2019年3月末時点の国土交通省の調査によれば、基本構想の作成を担当する部署があると答えた自治体は、回答自治体数1,387のうち370で約26.9%、ないと答えた自治体は1,004で約73.1%になっています。
基本構想の策定予定がないと回答した市町村に関する調査では、基本構想の策定予定がない理由として以下のような回答があり、担当者不足・予算不足が問題となっています。
理由 | 回答者の割合 |
---|---|
利用者が少なく、面的なバリアフリーのニーズが低い | 25.4% |
基本構想作成(検討)のための予算が不足している | 24.7% |
関係部局の理解・協力が得られない | 20.8% |
基本構想に位置付ける事業の実施のための予算が不足している | 18.6% |
ソフト面のバリアフリーが進んでいない
東京都では、福祉のまちづくり条例を制定し、施設整備などハード面のバリアフリー整備だけでなく、心や情報といったソフト面のバリアフリー整備の取り組みも行っています。
しかし、現状としてはソフト面のバリアフリーに対する取り組みは、十分には進んでいません。

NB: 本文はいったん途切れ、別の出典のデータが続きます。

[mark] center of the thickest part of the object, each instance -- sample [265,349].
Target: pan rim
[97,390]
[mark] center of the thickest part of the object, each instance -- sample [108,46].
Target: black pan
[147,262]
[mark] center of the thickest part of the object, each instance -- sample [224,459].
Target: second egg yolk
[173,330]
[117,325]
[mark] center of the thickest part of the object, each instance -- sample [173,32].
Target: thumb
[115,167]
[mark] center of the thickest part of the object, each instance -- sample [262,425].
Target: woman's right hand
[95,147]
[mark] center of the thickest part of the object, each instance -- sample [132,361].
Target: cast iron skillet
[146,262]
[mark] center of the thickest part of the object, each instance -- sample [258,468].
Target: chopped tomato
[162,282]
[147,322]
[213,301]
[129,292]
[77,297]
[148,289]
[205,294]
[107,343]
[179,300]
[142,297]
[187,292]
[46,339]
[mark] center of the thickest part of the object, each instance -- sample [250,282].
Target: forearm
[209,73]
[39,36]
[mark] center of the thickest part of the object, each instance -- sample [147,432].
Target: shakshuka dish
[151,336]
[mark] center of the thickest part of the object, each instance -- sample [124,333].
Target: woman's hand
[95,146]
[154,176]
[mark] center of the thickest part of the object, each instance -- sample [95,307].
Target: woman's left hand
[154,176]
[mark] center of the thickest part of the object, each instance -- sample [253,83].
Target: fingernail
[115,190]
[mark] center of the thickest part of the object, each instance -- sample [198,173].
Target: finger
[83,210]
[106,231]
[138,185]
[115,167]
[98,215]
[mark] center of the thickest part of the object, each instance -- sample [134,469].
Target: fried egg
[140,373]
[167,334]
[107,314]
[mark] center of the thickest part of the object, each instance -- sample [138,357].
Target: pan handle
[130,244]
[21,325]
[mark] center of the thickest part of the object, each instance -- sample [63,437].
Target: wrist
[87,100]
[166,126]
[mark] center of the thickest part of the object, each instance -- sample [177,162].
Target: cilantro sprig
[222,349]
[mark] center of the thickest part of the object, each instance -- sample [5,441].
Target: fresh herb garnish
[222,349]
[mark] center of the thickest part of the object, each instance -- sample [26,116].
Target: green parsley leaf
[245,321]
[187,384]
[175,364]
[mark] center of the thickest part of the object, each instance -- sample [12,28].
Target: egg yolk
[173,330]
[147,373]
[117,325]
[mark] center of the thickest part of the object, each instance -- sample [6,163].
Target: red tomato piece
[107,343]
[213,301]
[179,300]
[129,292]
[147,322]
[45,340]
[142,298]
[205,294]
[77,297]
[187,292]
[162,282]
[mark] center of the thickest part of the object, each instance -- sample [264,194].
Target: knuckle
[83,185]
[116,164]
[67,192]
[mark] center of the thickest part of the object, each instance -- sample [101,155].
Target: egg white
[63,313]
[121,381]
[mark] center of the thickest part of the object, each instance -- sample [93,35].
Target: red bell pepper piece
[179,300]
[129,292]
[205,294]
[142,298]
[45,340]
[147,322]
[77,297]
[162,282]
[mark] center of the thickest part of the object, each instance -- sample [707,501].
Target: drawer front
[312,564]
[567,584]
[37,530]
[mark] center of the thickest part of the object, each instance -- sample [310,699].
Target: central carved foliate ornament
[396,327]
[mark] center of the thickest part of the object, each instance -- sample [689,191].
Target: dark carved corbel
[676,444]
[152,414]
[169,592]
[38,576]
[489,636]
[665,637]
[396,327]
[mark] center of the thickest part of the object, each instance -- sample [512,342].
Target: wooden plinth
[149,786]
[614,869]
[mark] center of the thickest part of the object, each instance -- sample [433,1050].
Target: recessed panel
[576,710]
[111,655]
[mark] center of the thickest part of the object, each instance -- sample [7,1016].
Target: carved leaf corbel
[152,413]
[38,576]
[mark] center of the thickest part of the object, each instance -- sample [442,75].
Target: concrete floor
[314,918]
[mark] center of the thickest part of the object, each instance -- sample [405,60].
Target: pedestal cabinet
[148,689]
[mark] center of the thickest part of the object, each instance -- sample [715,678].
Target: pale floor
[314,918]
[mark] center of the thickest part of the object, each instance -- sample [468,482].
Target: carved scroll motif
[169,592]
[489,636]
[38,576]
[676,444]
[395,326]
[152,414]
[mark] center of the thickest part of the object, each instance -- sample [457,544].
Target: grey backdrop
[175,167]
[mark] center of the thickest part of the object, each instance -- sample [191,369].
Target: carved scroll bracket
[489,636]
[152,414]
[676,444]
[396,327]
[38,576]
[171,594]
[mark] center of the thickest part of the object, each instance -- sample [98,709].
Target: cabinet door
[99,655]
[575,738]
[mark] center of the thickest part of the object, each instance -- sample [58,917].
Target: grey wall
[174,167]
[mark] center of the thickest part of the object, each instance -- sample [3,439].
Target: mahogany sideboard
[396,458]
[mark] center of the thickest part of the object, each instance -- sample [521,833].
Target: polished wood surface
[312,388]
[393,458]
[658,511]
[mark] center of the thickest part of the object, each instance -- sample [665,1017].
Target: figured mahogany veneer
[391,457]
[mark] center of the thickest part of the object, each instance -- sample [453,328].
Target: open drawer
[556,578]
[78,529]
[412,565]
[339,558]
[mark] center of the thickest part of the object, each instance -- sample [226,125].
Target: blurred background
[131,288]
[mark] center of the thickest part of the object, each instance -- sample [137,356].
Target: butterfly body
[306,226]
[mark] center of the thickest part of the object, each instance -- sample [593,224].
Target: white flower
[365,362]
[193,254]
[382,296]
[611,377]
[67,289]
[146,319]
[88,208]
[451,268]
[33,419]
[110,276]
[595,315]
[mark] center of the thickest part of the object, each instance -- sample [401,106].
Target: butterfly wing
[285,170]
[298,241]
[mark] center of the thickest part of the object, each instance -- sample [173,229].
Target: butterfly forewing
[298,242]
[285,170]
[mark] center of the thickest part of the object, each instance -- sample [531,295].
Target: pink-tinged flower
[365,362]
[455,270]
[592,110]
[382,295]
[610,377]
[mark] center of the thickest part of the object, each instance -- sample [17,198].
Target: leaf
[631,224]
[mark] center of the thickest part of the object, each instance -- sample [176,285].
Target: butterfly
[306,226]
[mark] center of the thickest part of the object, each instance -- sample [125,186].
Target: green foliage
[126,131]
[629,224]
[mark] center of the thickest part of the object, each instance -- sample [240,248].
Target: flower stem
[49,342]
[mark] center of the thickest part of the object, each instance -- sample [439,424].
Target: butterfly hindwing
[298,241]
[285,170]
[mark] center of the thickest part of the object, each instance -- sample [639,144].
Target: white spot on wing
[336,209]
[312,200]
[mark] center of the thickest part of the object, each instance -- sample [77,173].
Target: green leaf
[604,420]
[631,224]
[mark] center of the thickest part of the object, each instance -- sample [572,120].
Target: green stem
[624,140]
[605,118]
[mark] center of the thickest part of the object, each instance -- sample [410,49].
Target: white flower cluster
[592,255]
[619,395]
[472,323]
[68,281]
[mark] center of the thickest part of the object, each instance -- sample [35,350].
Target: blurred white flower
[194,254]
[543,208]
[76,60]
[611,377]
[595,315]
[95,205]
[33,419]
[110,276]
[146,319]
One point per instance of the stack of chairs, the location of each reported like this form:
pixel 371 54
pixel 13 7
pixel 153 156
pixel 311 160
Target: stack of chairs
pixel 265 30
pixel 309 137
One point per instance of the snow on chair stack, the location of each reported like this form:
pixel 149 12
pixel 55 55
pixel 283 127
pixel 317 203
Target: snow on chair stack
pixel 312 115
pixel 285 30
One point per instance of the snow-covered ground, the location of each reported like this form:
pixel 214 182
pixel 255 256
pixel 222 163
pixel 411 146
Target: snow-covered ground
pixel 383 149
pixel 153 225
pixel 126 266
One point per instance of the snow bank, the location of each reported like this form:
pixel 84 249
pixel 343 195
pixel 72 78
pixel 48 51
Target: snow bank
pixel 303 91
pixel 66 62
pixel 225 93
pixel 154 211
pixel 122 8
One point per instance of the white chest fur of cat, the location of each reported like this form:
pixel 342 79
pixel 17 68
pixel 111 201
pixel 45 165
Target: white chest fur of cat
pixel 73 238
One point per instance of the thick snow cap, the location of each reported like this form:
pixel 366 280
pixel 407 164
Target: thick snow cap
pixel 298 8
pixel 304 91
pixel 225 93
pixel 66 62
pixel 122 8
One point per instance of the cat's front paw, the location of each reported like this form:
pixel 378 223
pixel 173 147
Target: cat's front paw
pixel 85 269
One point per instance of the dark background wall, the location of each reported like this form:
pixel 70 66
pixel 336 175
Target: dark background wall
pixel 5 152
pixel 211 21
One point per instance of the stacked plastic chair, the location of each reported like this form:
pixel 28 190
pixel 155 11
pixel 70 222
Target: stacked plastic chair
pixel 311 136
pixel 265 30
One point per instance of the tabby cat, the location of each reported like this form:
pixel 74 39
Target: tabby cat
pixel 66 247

この状況は、東京都福祉のまちづくり推進協議会が2015年10月に公表した、東京都における心のバリアフリーに関する調査結果から読み取れます。
調査結果を見た限りでは、手助けが必要な場面に直面した場合に具体的にどうすれば良いかわからない人がまだまだ多いことがわかります。
障害者と付き合う中で、戸惑ったり悩んだりした経験
回答 | 回答者の割合 |
---|---|
ある | 60.8% |
ない | 21.6% |
どちらとも言えない | 17.6 |
外出時に困っている人を見かけたときの行動
回答 | 回答者の割合 |
---|---|
積極的に自ら手助けをした | 58.1% |
相手から求められて手助けをした | 7.8% |
手助けまでに至らなかった | 17.0% |
何もしなかった | 15.4% |
困っている人を見かけたときに何もしなかった理由
回答 | 回答者の割合 |
---|---|
手助けをしてもいいか分からなかった | 35.4%% |
忙しかった、急いでいた | 12.6% |
他の人が手助けをすると思った | 8.7% |
まとめ
バリアフリーとは、日常生活を送るうえで妨げとなる障壁を取り除くことで、障害のある方でも安心して生活出来るようにする考え方です。物理的なバリアフリーだけではなく制度的・情報的・意識的なバリアフリーに対しても取り組みが行われています。
バリアフリー新法の制定により、全国の地方自治体においてバリアフリーに対する取り組みが行われていますが、担当者や予算が不足して整備が遅れている、手助けが必要な場面に直面した場合にどうしてよいか分からないといった問題もあります。
この記事から得られた情報をもとに、ぜひ日頃からよりバリアフリーに関心を持ち、困っている人がいればどのように手助けやコミュニケーションを取ればいいのか、自身で考えたり身近な人と話し合う機会を設けてみてはいかがでしょうか。